Afternoon Music: Tom Harding, Palewell Press
This review copy landed on my doormat, and within a few minutes I was deep in it, reading one poem after another, unable to put it down. This doesn’t happen to me as often as perhaps it should.
Afternoon Music, Tom Harding’s second collection of poetry, contains a generous number of poems that induce a mood of calm and well-being. The language is simple, the words unadorned. Moments are savoured, observing ants, bees, cats. A 400-year-old shark is celebrated. Much coffee is drunk in cafes. The mood is further lifted by Harding’s own drawings, often of girls or coffee cups. Two poems actually appear as illustrations, written on hotel notepaper.

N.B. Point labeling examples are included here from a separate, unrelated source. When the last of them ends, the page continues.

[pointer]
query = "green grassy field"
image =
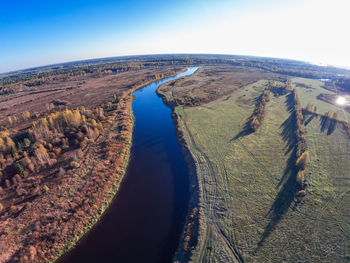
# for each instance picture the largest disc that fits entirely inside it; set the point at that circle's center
(309, 96)
(247, 184)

Poems such as ‘Cinemas in the Afternoon’ set the mood, talking about a companion who was “studying Postmodern Narrative Theory”, and would “deconstruct / whatever we had just seen”:
She liked taut thrillers,
where the hero proved himself
against insurmountable odds
while I liked the French films
where the people walked around,
drinking coffee, talking too much
and got nowhere.
Tom Harding is editor of Northampton Poetry Review, and has also been a regular contributor to Write Out Loud. A number of poems in this collection can be found on his Profile page. There is also a brief but interesting interview with him on our website, posted after he won our Poem of the Week for the second time.
There is a nod in this collection to John Clare, the poet of Harding’s home county, Northamptonshire, and far beyond. Clare becomes a more important poet with every passing year, not just for his wonderful nature poetry, but also as we grow more aware of the 19th century common land seizures and thefts, the enclosures that helped to drive him mad:
I see him
thin shoes
on the frozen stubble,
familiar with every ruck and furrow,
tracing, retracing
the mind’s grooves
made deeper
with every treading.
(‘John Clare Poem’)
“Old men’ are often spotted in the cafes frequented by Tom Harding. This is poetry written by a youngish man, which is much appreciated by this oldish one. The final, title poem is a series of images stretching over six pages, which seem to be almost but not quite haiku: “I hadn’t planned on you, then again, I hadn’t planned on anything … Sat watching the clouds move as if they have somewhere to be … The waitress walking home with her shoes under her arm … A sign for silk underwear says we can have everything … Are we all part of some great orchestration? I hear the fly ask … Was that Coltrane’s Central Park West you were whistling? … Ah little sparrow, we’re tethered so lightly to this world.”
The collection is perhaps the poetic equivalent of ‘easy listening’ – ‘easy reading’, if you like – but I don’t mean that in a pejorative sense. A lot of poetry is difficult to read, either because it is not very good, or because its meaning is obscure. Is this ‘mindfulness’ poetry? Does it have a Zen Buddhist quality? Tom Harding’s poetry still takes you by surprise with its insights, and by the mood that it engenders. To maintain such steadiness and stillness of vision within this shouting world; there’s an art to it.